Arceneaux grew up in Louisiana and first had dreams of becoming an astronaut when her family traveled to NASA’s Johnson Space Center in Houston when she was 9 years old. Shortly after this visit, she received life-changing news when she was diagnosed with bone cancer at 10 a.m. As part of her treatment, Arceneaux had to undergo surgery at St. Jude to replace the knee and get a metal bar in the left femur. .
“I told myself over and over again as I went through treatment that God had a plan,” she said in a recent St. Jude interview. Now, almost 20 years later, Arceneaux’s upcoming journey into space looks like a moment in full circle. “I am overwhelmingly grateful for his faithfulness and my wild journey.”
The 29-year-old was chosen as one of four people to join Isaacman, pilot and founder of the payment processing company Shift4 Payments, on his charity mission titled Inspiration4. Isaacman announced the mission earlier this year with a promise to raise $ 200 million for St. Jude to help fight cancer in children. The 38-year-old entrepreneur, who according to Forbes has a net worth of $ 2.3 billion, has already committed $ 100 million of his own money to the case.
In a tweet Monday, Isaacman said he was excited that Arceneaux would join him in space, and he knows she will be an “inspiration to people around the world.”
In addition to Arceneaux, the other seats on Isaacman’s mission will be occupied by a winner selected from a competition that raises money for St. Jude and by an entrepreneur who wins a contest sponsored by Shift4 Payments. Isaacman is expected to announce who these individual winners are in March.

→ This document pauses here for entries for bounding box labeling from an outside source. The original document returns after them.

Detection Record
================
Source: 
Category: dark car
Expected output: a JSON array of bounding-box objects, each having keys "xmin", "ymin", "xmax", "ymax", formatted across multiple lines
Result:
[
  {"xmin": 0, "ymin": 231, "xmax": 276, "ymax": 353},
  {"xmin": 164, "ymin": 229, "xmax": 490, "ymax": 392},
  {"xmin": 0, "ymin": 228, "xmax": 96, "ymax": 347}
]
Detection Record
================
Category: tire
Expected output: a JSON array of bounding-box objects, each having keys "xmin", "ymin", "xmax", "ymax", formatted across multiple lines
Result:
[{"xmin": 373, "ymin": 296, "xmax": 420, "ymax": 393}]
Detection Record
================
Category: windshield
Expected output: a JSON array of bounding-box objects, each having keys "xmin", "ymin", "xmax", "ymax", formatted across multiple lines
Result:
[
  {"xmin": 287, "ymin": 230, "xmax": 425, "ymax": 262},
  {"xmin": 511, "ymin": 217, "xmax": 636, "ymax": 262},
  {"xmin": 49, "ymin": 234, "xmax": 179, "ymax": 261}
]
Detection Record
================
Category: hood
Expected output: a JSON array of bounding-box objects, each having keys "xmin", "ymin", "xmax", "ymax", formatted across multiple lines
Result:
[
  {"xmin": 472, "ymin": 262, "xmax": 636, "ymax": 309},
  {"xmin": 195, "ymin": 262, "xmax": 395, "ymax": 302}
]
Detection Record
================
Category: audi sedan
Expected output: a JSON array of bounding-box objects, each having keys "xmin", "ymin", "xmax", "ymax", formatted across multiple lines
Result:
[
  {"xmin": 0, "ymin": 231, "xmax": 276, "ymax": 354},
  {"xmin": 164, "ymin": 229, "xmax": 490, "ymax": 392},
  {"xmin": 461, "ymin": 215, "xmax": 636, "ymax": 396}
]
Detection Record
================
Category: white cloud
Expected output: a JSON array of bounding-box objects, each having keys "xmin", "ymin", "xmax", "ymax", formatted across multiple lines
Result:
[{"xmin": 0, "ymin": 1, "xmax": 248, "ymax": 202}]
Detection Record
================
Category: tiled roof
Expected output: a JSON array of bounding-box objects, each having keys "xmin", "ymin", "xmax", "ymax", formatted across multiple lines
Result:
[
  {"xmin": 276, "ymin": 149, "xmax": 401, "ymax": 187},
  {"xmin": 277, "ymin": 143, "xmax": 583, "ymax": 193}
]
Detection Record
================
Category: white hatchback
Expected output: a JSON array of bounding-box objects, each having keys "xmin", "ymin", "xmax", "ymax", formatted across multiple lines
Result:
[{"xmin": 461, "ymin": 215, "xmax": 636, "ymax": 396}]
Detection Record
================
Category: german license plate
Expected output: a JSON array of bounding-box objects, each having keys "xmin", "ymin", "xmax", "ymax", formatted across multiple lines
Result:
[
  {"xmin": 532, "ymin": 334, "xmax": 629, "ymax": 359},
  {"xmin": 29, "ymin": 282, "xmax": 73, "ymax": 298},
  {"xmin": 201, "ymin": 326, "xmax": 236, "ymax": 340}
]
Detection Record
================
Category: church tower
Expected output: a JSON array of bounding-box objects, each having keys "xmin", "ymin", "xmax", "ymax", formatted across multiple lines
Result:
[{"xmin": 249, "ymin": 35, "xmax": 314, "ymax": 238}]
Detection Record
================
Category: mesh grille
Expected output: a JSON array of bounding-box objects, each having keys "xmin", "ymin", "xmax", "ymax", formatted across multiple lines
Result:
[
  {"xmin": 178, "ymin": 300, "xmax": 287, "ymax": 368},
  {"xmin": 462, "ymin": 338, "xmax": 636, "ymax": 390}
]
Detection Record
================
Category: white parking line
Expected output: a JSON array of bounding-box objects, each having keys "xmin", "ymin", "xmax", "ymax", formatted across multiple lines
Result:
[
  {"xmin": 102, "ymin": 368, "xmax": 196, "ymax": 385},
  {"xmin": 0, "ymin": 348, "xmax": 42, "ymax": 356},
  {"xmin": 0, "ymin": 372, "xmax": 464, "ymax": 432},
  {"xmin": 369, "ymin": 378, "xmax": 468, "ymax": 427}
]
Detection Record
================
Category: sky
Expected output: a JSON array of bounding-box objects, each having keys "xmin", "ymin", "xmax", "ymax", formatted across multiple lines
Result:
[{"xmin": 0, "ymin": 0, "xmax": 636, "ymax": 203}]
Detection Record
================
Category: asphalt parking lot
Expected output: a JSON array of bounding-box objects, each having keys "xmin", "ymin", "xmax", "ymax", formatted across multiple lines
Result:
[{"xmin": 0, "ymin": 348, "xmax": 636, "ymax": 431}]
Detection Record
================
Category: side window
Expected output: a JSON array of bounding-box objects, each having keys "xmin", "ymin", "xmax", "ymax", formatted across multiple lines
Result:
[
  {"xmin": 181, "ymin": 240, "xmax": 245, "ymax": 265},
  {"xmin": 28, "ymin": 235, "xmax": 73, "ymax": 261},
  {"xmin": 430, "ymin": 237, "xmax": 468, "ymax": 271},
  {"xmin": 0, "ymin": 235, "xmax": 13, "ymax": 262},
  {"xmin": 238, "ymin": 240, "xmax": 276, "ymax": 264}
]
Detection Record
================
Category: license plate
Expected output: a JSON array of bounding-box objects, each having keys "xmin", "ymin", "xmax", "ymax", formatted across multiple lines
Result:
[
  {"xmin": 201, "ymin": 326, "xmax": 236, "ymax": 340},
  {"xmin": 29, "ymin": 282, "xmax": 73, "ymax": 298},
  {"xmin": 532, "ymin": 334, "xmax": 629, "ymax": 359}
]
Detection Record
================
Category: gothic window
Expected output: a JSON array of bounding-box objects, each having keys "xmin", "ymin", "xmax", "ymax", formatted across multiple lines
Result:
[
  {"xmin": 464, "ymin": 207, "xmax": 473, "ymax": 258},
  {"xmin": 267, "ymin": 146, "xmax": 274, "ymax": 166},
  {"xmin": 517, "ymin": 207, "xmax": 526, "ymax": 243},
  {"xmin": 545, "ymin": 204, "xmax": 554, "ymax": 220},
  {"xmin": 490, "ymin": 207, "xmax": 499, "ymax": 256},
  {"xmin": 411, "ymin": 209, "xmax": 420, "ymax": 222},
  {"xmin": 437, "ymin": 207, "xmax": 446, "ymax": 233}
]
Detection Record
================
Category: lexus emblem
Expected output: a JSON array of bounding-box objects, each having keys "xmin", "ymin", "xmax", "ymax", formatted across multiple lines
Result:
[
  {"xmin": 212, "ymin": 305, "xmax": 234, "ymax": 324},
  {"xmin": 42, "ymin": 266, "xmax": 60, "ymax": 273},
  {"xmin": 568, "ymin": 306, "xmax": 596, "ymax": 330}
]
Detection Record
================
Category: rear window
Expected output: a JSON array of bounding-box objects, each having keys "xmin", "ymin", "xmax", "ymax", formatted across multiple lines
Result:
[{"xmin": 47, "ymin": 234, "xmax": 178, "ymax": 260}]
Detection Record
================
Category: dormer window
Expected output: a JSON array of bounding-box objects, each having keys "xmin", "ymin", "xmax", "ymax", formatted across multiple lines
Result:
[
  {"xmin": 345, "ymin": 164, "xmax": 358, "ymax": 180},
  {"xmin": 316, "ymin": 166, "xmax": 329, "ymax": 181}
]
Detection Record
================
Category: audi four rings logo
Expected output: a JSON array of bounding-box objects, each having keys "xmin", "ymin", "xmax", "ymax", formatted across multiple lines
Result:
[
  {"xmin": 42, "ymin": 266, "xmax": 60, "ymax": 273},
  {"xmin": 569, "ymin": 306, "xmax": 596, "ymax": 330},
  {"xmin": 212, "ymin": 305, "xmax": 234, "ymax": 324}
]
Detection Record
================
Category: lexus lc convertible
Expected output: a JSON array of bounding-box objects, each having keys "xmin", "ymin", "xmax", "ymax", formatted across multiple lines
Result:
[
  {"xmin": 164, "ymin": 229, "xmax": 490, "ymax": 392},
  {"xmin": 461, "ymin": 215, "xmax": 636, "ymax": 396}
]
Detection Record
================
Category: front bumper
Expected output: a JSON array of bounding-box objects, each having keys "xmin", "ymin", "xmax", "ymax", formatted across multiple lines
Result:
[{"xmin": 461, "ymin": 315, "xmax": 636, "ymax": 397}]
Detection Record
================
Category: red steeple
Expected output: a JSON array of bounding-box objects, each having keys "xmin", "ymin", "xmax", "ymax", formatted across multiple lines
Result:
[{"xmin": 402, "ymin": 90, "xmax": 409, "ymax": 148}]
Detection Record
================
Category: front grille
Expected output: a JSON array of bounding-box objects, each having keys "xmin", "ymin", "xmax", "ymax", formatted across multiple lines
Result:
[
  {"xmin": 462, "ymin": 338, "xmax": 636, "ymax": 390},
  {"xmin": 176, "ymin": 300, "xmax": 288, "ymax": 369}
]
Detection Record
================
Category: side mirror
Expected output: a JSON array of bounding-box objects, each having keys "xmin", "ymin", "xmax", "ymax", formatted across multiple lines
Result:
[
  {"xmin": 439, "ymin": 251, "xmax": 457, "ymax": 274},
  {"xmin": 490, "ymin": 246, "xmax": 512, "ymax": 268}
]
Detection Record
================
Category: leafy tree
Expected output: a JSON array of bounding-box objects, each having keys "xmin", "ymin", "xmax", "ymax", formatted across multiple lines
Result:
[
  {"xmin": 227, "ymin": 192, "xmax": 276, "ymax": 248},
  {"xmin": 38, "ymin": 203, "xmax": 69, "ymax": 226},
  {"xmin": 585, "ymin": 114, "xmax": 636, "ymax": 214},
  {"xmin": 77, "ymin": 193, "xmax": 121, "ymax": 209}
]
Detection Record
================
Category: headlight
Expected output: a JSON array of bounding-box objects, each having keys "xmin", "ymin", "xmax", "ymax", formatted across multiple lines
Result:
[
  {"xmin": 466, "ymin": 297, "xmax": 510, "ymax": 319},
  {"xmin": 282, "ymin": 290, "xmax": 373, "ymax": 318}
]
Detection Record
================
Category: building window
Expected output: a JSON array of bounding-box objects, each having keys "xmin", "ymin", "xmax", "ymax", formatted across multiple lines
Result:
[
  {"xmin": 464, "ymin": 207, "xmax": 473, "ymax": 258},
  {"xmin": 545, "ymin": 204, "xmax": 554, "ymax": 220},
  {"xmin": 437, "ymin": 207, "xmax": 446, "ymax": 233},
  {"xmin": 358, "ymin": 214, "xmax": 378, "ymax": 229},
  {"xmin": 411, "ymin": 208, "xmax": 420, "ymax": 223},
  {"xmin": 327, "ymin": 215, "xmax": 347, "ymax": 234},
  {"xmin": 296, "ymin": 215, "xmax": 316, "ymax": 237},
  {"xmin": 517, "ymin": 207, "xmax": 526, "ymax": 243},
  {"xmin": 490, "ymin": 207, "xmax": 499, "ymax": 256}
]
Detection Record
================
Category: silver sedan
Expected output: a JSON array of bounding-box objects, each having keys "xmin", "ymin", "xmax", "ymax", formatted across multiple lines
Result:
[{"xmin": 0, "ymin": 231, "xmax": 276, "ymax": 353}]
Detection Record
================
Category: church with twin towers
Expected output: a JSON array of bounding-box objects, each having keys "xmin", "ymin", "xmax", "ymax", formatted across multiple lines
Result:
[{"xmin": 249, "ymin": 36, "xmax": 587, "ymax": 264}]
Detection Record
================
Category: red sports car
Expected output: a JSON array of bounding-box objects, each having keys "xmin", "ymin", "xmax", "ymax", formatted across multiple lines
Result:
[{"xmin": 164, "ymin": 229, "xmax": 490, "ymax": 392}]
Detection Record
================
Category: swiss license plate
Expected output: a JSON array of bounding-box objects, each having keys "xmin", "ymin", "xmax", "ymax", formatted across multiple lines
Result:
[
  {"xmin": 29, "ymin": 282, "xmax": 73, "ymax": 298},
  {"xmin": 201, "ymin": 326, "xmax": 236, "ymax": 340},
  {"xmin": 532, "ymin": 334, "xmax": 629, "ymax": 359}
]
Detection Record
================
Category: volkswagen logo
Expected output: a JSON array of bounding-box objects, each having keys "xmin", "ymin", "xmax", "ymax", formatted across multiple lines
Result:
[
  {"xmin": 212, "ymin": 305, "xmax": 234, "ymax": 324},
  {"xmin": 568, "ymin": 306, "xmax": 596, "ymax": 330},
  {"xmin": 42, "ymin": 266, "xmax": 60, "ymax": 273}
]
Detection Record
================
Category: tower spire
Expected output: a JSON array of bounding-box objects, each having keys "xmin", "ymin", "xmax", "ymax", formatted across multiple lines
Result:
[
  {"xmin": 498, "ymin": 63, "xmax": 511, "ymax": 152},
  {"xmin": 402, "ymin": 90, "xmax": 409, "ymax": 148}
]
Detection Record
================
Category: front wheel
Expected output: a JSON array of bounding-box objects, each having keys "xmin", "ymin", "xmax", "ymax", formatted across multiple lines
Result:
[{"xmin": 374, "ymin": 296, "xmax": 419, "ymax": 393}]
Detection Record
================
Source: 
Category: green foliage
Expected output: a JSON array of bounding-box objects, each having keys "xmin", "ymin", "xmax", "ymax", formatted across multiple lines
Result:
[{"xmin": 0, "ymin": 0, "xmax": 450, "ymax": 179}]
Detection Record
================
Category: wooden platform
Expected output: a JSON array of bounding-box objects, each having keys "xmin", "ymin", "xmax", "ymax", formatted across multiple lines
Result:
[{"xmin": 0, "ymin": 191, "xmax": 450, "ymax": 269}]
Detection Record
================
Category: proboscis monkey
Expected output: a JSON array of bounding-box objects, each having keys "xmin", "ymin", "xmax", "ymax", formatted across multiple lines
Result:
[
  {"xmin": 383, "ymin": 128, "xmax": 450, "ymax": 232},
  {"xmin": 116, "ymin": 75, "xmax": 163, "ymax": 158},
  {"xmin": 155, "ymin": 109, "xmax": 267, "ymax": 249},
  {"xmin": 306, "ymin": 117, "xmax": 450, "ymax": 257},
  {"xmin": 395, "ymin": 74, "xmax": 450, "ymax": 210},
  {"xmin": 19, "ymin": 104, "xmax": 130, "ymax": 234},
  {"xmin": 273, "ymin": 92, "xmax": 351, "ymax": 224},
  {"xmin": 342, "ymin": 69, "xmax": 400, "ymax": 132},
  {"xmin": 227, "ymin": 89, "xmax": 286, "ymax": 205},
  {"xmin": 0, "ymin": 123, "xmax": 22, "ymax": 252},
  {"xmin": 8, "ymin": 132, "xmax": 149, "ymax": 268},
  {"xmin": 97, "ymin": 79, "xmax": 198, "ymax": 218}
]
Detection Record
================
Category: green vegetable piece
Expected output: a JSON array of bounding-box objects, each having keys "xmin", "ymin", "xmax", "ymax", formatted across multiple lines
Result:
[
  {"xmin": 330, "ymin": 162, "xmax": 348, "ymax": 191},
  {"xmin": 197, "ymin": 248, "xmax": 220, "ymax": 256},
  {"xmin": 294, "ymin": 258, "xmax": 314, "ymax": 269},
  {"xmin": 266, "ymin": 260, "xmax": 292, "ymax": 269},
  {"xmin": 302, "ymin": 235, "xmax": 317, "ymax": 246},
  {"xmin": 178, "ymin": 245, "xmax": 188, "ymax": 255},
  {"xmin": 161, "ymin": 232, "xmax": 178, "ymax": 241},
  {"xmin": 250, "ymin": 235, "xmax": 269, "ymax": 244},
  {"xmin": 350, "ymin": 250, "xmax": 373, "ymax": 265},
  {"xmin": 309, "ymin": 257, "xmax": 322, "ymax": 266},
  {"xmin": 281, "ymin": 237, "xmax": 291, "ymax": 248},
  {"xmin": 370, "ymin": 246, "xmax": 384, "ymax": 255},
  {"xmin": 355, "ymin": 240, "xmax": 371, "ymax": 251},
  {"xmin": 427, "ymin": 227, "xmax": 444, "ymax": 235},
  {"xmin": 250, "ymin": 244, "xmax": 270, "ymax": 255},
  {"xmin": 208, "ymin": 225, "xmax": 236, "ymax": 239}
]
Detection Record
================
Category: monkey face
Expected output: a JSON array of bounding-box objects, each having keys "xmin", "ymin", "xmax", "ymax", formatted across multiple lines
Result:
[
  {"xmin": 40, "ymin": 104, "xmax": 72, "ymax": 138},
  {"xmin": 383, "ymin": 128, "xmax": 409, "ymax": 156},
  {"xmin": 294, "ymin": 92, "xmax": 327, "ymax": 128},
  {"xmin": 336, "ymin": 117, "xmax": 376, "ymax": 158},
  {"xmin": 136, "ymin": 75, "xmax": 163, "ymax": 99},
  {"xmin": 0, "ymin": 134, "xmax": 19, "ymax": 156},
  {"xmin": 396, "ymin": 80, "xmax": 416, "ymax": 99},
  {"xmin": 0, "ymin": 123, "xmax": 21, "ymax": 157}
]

Right now, the cancellation of the mission is targeted for October at NASA’s Kennedy Space Center, where the trip will last for two to four days, reports AP. Isaacman, who bought the rocket launch from Elon Musk’s SpaceX for an undisclosed amount, says he believes this mission “is the first step toward a world where everyone can go and venture among the stars.”
“I know the money raised and the awareness of this mission will change lives …” said Arceneaux, who will serve as crew medicine. “And it means so much to me both as a former patient and now employee knowing that we will be able to help so many more children because of this mission.”